Last week I stopped by to see the financier Henry Kaufman, a former managing director of Salomon Brothers, a former Lehman Brothers board member and author of “The Road to Financial Reformation” (and no relation to Ted Kaufman, the former senator), who has been arguing for years that the proposed Volcker Rule doesn’t go far enough.
“Nobody listened,” he said. Mr. Kaufman has witnessed, by his count, 15 major financial crises since he and his family fled the Nazis when he was 10 years old.
“Paul Volcker and I are the same age,” 84, he observed. “Paul wanted to take an aspect of risk-taking out of the financial conglomerates. That’s a worthy endeavor. But the history of regulation shows that the private sector pushes back and waters it down. Dodd-Frank didn’t want to address the longer-term consequences of ‘too big to fail.’ The 10 largest banks held 10 percent of the assets in 1990; today they control over 70 percent. This trend accelerated in 2008. The ‘too big to fail’ got even bigger.”
“My view is that we should break up the big financial conglomerates and separate investment banking,” he continued. “Otherwise we’re going to have ongoing government intervention in the credit allocation process. That threatens economic democracy, and the U.S. is the last bastion of economic democracy.”
Financial concentration also worries Congressman Welch, who has called for an antitrust investigation into whether big banks recently colluded to charge debit card fees. “We need a strong financial sector,” he said. “But it should be in service to the real economy, the productive economy. The large banks have become trading platforms. They make the real money on the trading desks. The depositors, the consumers, become a base to fund that trading activity. There should be a separation and there certainly should not be a taxpayer backstop for their losses. Contrast this to the Main Street banks facing severe pressures from the big banks. Their model is more traditional, in service to the productive economy. In Washington the debate is about the needs of the large banks, but there’s no debate about the basic function of these banks. Do we want the financial sector to be in the service of the producing economy, or vice versa? It’s time we call the question.”

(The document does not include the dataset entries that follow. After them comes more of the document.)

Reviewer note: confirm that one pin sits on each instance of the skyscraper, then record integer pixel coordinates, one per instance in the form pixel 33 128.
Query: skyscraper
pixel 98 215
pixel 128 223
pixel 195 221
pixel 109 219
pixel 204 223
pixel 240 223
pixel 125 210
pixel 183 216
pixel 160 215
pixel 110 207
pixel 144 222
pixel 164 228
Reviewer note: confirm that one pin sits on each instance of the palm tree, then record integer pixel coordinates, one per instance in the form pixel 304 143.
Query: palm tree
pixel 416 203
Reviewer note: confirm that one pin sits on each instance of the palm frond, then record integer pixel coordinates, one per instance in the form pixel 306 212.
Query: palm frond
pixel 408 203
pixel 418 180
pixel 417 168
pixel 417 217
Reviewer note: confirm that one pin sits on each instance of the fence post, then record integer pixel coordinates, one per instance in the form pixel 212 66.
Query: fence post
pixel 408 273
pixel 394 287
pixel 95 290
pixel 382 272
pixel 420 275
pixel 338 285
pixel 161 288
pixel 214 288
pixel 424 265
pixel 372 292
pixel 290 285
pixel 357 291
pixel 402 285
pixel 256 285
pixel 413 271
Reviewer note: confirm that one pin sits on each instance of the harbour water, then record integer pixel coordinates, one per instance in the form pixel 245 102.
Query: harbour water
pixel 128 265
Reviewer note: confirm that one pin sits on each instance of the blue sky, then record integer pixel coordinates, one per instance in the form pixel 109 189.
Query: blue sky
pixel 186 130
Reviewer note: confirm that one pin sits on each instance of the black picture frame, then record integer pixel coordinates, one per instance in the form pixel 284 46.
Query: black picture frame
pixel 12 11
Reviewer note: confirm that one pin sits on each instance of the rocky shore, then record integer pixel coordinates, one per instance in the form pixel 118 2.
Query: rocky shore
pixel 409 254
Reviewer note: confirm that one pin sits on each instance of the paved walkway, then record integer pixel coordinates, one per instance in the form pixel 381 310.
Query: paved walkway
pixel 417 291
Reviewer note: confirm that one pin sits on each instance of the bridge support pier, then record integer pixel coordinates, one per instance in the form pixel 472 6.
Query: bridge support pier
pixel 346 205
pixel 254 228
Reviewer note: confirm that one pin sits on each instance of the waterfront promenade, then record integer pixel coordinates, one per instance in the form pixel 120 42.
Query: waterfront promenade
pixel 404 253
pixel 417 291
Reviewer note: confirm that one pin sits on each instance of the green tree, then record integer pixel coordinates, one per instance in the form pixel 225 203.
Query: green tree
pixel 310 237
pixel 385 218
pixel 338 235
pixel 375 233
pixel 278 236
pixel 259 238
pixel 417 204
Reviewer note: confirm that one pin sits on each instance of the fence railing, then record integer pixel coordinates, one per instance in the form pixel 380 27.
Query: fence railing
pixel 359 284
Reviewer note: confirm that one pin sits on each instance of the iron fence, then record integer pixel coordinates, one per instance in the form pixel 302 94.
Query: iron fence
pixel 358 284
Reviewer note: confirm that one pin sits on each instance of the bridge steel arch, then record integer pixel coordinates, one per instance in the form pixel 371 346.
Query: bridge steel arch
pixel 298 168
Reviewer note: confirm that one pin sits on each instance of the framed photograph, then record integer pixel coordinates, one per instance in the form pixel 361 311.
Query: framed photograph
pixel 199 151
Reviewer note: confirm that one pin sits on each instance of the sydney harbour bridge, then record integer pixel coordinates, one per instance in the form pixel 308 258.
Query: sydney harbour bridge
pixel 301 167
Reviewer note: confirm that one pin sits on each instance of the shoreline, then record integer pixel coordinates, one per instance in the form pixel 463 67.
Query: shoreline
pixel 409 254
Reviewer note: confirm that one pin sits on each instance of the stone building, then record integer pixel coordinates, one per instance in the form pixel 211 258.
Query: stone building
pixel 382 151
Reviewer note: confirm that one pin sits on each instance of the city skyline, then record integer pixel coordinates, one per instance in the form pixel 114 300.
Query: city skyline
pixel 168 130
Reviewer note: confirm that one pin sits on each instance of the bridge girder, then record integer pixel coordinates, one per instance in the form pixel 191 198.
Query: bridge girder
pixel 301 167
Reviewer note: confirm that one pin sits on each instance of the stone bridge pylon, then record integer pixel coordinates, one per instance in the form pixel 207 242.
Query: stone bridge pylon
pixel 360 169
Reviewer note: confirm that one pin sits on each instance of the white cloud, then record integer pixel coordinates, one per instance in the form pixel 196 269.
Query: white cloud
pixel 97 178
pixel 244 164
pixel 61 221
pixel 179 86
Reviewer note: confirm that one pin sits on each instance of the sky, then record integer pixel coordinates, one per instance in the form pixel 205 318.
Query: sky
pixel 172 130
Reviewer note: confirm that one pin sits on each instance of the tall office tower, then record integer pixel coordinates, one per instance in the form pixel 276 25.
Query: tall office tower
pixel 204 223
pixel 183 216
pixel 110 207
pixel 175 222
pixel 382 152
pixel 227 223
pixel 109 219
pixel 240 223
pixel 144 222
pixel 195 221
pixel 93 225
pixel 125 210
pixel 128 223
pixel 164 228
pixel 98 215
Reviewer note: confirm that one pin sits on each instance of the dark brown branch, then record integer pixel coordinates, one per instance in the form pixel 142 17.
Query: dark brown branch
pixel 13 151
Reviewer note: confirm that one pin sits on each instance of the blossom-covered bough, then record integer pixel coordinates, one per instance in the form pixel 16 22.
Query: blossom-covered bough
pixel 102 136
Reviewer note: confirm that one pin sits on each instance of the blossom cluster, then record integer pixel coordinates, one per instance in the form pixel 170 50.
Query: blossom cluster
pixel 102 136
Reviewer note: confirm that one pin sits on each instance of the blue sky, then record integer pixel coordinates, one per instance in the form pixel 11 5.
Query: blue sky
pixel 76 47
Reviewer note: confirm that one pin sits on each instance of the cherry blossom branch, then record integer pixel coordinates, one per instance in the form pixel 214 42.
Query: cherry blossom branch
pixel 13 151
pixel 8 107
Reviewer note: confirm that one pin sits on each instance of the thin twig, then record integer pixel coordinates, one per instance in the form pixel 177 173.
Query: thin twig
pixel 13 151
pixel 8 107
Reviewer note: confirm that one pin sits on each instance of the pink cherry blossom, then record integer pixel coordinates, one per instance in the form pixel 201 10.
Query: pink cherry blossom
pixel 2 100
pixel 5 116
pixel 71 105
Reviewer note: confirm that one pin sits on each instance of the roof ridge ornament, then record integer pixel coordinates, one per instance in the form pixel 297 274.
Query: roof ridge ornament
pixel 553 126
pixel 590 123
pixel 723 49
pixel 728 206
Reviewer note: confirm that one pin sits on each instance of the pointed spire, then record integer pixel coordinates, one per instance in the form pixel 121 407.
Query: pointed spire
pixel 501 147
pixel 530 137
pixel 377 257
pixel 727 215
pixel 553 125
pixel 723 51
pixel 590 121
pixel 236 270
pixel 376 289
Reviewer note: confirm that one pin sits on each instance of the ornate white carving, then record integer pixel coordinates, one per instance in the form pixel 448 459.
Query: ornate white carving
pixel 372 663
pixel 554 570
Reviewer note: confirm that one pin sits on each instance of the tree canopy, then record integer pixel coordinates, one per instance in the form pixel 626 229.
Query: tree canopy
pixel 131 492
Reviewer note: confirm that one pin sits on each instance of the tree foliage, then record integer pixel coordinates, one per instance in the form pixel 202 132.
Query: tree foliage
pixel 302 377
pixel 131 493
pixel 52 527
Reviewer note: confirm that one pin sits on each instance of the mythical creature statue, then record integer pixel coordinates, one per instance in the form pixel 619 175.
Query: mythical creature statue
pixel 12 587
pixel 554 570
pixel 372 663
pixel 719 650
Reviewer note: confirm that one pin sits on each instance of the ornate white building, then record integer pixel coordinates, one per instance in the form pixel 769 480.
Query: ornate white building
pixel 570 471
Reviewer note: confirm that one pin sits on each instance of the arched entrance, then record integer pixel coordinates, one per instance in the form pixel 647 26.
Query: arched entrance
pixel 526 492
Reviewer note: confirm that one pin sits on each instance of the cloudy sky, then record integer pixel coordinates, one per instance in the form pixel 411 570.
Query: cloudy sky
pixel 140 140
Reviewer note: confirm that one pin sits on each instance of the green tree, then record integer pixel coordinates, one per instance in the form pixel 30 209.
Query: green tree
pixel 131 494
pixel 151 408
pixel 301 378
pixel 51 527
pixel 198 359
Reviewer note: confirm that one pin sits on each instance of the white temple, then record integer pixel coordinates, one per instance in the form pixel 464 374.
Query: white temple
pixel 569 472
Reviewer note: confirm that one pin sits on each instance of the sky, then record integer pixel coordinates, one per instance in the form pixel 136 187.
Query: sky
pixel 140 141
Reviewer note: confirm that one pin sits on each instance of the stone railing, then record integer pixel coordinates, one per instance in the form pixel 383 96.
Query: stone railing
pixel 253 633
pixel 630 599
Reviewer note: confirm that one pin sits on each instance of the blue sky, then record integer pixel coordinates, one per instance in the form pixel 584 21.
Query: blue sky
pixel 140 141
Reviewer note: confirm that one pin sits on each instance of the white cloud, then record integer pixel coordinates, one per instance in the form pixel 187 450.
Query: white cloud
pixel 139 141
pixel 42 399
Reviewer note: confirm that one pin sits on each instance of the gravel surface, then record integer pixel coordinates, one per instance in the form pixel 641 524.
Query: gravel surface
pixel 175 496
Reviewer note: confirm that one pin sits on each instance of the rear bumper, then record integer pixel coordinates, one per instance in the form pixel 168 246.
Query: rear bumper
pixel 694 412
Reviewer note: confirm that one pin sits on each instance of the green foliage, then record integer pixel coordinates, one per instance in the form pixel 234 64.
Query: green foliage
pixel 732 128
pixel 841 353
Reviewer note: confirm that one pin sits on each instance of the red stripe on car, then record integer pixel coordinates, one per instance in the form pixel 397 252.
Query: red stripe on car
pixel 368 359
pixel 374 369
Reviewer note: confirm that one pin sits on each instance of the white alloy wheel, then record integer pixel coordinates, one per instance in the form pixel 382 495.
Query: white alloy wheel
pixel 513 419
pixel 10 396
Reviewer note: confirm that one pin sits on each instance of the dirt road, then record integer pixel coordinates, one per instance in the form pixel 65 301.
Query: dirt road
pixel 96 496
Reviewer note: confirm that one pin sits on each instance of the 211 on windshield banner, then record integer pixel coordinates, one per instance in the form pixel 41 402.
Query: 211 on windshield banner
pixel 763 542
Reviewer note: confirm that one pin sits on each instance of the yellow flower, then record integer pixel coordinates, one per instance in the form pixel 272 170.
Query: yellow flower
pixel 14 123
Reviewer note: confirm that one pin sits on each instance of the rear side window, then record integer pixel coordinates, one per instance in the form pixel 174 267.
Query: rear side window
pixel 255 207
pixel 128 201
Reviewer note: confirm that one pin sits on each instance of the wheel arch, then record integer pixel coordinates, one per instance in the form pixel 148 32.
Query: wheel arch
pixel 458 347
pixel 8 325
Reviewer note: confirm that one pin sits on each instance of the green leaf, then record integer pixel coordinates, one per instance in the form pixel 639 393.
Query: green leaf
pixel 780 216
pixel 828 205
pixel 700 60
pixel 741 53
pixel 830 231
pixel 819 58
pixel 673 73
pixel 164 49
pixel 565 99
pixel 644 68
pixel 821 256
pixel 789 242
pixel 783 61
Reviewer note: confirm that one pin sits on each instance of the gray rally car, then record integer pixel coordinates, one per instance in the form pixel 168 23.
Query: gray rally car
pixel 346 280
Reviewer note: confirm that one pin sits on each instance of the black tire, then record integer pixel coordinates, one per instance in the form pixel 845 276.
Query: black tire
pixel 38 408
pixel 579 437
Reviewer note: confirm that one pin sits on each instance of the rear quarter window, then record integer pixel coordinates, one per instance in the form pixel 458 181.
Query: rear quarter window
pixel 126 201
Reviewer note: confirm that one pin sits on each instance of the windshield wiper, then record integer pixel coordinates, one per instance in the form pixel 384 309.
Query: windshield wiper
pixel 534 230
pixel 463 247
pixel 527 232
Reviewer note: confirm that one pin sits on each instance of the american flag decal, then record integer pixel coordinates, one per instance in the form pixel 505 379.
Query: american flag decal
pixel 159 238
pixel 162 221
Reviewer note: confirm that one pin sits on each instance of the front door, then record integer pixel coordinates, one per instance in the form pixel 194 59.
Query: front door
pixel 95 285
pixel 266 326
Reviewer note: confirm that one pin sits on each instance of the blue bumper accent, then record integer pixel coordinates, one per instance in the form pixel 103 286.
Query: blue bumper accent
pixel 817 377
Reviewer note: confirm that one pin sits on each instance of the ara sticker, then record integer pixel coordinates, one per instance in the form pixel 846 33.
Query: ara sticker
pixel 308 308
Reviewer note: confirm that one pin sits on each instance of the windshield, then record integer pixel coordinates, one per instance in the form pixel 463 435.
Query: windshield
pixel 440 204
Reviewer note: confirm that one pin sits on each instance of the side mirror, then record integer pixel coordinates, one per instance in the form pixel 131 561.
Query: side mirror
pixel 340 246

Former Senator Kaufman, Congressman Welch and Mr. Kaufman are all part of a chorus calling for a return to the separation of commercial and investment banking once embodied in the Depression-era Glass-Steagall Act, which was repealed in 1999.
“The need for 300 pages of rules just shows you’re trying to define something indefinable,” Mr. Kaufman said. “I think Paul Volcker is great, but let’s step back and ask, why are we doing this? We‘re doing this because we don’t want banks with federal deposit insurance to be involved in risky investments. There’s a simple solution. We didn’t have that problem for over 60 years because we had Glass-Steagall. It worked, we changed it and guess what, we got into trouble. I want to go back to what worked for 60 years. That’s a very conservative position.”
Critics of a return to Glass-Steagall note that Lehman Brothers was an investment bank, and Glass-Steagall would not have prevented its failure. Goldman Sachs and Morgan Stanley were investment banks (and would probably be so again), and yet they were still too big to fail.
Mr. Volcker said that reinstating Glass-Steagall was unrealistic in today’s political climate. “It was a magnificent piece of legislation that didn’t need any regulations,” he said. “Do you think they could rewrite Glass-Steagall today without 300 pages?”
Even if Glass-Steagall isn’t a panacea, it would be a start. It would put a firewall around federally insured institutions, protecting taxpayers and helping contain the crisis as well as potential future ones.
“I don’t know if this Congress will address this,” Ted Kaufman said. “I won’t try to forecast. But I believe from the bottom of my being that we’ll eventually have to restore Glass-Steagall. The only question is, How much agony do we have to go through before we do it? We know the solution, but do we have the will?”
In the meantime, “It scares the hell out of me. We can’t afford to have this happen again.”